For more information about using speaker labels with interim results, see Requesting interim results for speaker labels.

Issue: Supported features for speaker labels is always true

6 August 2020: The GET /v1/models and GET /v1/models/{model_id} methods list information about language models. Under supported_features, the speaker_labels field indicates whether you can use the speaker_labels parameter with a model. At this time, the field returns true for all models.

However, speaker labels are supported as beta functionality only for US English, Australian English, German, Japanese, Korean, and Spanish (both broadband and narrowband models) and UK English (narrowband model only). Speaker labels are not supported for any other models. Do not rely on the field to identify which models support speaker labels.

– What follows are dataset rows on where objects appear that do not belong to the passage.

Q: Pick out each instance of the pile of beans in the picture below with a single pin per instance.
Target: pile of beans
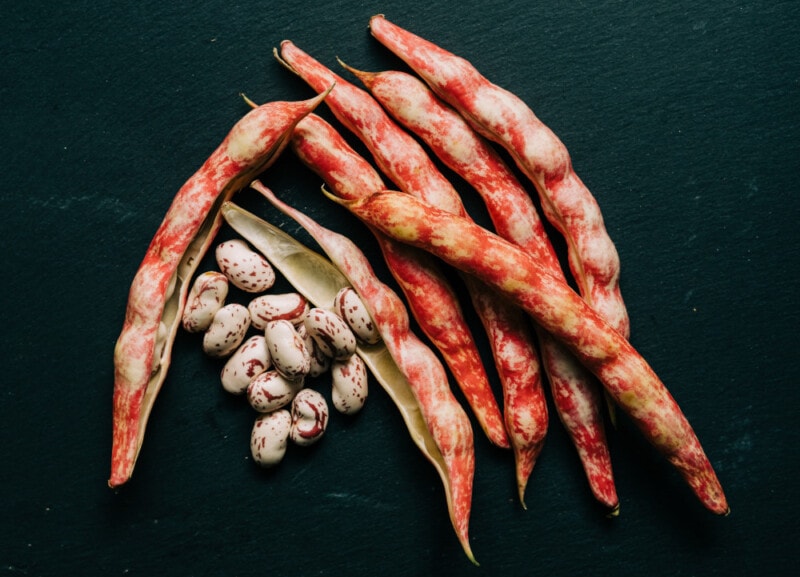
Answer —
(294, 341)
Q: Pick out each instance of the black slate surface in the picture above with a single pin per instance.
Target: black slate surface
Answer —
(683, 121)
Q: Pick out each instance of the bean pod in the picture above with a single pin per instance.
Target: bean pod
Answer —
(288, 352)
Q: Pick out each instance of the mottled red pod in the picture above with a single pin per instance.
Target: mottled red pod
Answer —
(159, 289)
(445, 419)
(331, 333)
(504, 118)
(626, 376)
(576, 394)
(349, 306)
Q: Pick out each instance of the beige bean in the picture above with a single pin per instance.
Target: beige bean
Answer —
(349, 306)
(292, 307)
(269, 437)
(309, 417)
(250, 360)
(288, 352)
(331, 333)
(206, 297)
(349, 385)
(271, 391)
(245, 268)
(227, 330)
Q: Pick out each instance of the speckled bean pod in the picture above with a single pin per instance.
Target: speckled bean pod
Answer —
(227, 330)
(245, 268)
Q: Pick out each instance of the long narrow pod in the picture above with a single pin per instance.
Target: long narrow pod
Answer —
(447, 422)
(626, 376)
(504, 118)
(158, 293)
(576, 394)
(442, 320)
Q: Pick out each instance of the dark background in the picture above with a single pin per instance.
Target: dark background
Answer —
(681, 118)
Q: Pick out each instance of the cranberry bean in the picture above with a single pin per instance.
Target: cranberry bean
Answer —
(227, 330)
(309, 417)
(269, 437)
(206, 297)
(250, 360)
(244, 267)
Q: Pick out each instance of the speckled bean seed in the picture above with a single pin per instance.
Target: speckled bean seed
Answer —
(250, 360)
(271, 391)
(349, 391)
(348, 305)
(309, 417)
(245, 268)
(207, 296)
(288, 352)
(269, 437)
(272, 307)
(331, 333)
(227, 330)
(320, 362)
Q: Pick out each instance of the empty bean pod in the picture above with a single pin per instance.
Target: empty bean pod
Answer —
(245, 268)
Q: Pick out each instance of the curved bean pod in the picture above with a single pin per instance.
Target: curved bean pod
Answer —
(401, 158)
(159, 289)
(626, 376)
(515, 218)
(447, 422)
(430, 297)
(506, 119)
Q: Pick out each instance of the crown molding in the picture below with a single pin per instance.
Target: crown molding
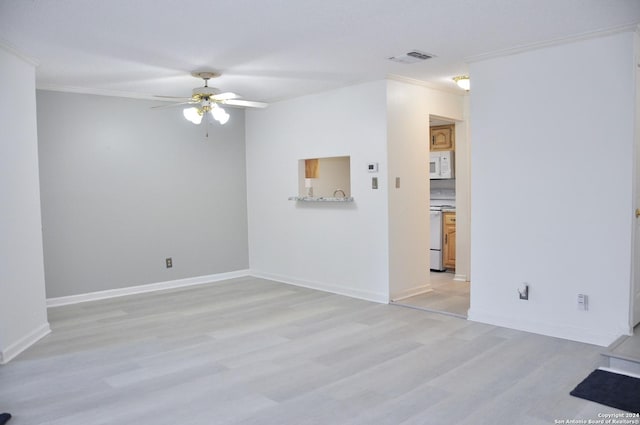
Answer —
(427, 84)
(635, 27)
(9, 48)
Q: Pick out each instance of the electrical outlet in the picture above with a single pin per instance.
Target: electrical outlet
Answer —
(583, 302)
(523, 291)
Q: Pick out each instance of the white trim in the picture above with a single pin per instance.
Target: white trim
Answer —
(549, 43)
(23, 343)
(17, 53)
(619, 371)
(559, 331)
(139, 289)
(407, 293)
(454, 89)
(326, 287)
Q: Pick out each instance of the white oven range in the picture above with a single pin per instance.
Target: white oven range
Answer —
(440, 200)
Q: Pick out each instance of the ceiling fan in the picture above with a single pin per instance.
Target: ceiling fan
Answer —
(208, 100)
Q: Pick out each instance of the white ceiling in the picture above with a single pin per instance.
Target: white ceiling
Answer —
(274, 49)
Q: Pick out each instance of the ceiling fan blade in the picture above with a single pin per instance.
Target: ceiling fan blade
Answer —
(225, 96)
(245, 103)
(173, 105)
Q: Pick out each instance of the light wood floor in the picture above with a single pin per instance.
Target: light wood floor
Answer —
(251, 351)
(448, 296)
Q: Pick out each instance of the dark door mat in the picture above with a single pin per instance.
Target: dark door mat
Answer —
(610, 389)
(4, 418)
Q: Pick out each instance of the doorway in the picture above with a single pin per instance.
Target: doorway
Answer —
(449, 288)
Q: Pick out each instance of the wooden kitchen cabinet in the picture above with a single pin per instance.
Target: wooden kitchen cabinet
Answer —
(449, 240)
(443, 138)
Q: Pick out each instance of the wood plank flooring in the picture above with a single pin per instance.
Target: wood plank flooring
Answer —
(252, 351)
(447, 296)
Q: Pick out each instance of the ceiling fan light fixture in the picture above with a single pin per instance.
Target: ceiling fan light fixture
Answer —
(219, 114)
(463, 82)
(193, 114)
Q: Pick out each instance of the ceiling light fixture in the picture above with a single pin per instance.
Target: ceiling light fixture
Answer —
(195, 114)
(463, 82)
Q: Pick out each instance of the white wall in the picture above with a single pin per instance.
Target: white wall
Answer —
(408, 110)
(341, 248)
(551, 188)
(23, 315)
(125, 186)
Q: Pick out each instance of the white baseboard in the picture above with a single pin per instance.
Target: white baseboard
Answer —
(139, 289)
(23, 343)
(407, 293)
(320, 286)
(559, 331)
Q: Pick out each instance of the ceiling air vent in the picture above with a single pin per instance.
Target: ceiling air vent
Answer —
(412, 57)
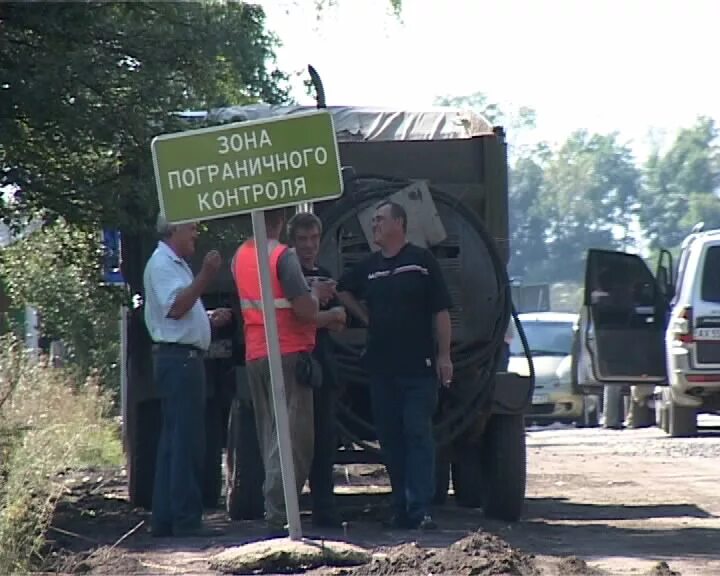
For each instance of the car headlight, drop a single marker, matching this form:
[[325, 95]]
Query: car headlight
[[563, 371]]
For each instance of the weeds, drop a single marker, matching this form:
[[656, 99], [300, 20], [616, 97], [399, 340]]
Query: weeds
[[47, 424]]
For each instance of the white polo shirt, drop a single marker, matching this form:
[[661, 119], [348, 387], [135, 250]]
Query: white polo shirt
[[166, 275]]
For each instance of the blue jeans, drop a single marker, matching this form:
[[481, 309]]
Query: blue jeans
[[177, 493], [403, 409]]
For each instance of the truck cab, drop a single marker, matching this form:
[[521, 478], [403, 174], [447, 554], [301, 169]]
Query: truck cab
[[448, 167]]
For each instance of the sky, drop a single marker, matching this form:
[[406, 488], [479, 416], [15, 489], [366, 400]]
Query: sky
[[639, 67]]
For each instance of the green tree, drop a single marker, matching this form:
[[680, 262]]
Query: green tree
[[680, 186], [589, 191], [57, 269], [86, 86], [513, 120]]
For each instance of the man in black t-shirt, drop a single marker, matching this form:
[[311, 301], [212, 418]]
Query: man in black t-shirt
[[304, 231], [407, 355]]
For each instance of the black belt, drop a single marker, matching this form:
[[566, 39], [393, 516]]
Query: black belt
[[194, 350]]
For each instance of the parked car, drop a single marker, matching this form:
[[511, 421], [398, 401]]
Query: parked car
[[550, 339], [654, 332]]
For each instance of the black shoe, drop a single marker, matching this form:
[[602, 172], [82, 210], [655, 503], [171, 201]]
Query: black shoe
[[193, 531], [398, 522], [427, 523], [327, 519], [161, 532]]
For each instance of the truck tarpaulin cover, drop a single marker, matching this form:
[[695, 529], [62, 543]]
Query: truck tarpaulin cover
[[367, 123]]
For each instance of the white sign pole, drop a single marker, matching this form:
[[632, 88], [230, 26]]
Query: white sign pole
[[276, 376]]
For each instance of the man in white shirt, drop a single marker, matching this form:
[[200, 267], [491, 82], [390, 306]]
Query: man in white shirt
[[180, 328]]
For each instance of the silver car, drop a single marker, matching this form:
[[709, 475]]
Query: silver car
[[550, 338]]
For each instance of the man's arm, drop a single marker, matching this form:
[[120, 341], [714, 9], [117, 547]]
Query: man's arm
[[187, 297], [167, 281], [350, 286], [443, 333], [354, 307], [304, 303], [440, 306]]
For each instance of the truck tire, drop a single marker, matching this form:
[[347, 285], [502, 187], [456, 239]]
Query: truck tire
[[245, 471], [591, 413], [682, 421], [442, 475], [212, 472], [662, 418], [614, 407], [142, 451], [503, 465], [641, 416], [467, 477]]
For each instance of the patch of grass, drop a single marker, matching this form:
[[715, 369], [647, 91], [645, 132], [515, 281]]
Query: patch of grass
[[48, 423]]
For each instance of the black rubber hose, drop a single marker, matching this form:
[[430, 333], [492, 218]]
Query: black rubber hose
[[318, 85], [473, 360]]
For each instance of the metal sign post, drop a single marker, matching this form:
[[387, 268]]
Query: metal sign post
[[246, 167], [282, 421]]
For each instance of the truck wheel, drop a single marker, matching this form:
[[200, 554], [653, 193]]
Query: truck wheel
[[663, 418], [442, 475], [142, 451], [467, 477], [212, 472], [504, 467], [641, 416], [591, 412], [245, 472], [614, 406], [682, 421]]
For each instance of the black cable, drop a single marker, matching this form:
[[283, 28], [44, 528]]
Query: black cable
[[475, 361]]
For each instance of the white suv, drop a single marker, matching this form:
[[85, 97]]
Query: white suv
[[649, 331], [692, 338]]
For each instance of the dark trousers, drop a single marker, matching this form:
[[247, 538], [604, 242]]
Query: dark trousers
[[177, 495], [403, 409], [321, 473]]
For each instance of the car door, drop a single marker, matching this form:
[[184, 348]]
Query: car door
[[622, 322]]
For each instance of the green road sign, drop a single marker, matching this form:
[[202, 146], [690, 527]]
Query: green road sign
[[236, 168]]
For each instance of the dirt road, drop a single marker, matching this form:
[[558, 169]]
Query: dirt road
[[622, 501]]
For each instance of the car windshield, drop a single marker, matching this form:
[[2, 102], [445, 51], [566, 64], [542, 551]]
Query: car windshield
[[544, 339]]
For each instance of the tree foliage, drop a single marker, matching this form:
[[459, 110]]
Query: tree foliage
[[86, 86], [680, 185], [57, 269]]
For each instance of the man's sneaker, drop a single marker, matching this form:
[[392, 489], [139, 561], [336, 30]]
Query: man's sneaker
[[398, 522], [427, 523]]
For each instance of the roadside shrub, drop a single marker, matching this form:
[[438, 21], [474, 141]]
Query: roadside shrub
[[48, 423], [57, 269]]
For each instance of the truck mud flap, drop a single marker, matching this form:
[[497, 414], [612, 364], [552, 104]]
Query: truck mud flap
[[513, 393]]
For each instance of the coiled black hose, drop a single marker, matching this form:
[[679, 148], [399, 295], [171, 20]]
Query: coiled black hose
[[475, 362]]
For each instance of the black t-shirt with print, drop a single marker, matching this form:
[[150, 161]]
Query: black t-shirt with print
[[403, 294]]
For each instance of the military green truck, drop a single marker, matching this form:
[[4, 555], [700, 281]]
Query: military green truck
[[448, 167]]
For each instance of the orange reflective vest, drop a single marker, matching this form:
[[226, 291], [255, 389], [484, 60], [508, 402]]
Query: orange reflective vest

For more information about speaker labels and supported models, see Speaker labels.

Issue: The progress field for custom models is not continuous

The following methods include a progress field in the information that they return for a custom model:

  • GET /v1/customizations
  • GET /v1/customizations/{customization_id}
  • GET /v1/acoustic_customizations
  • GET /v1/acoustic_customizations/{customization_id}

The field returns the progress for a training or upgrade operation. Currently, the value of the field is 100 if the status is available; otherwise, it is 0.

When you monitor the training or upgrading of a custom model, poll the value of the status field, not the value of the progress field. If the operation fails for any reason, the value of the status field changes to reflect the failure; the value of the progress field remains 0.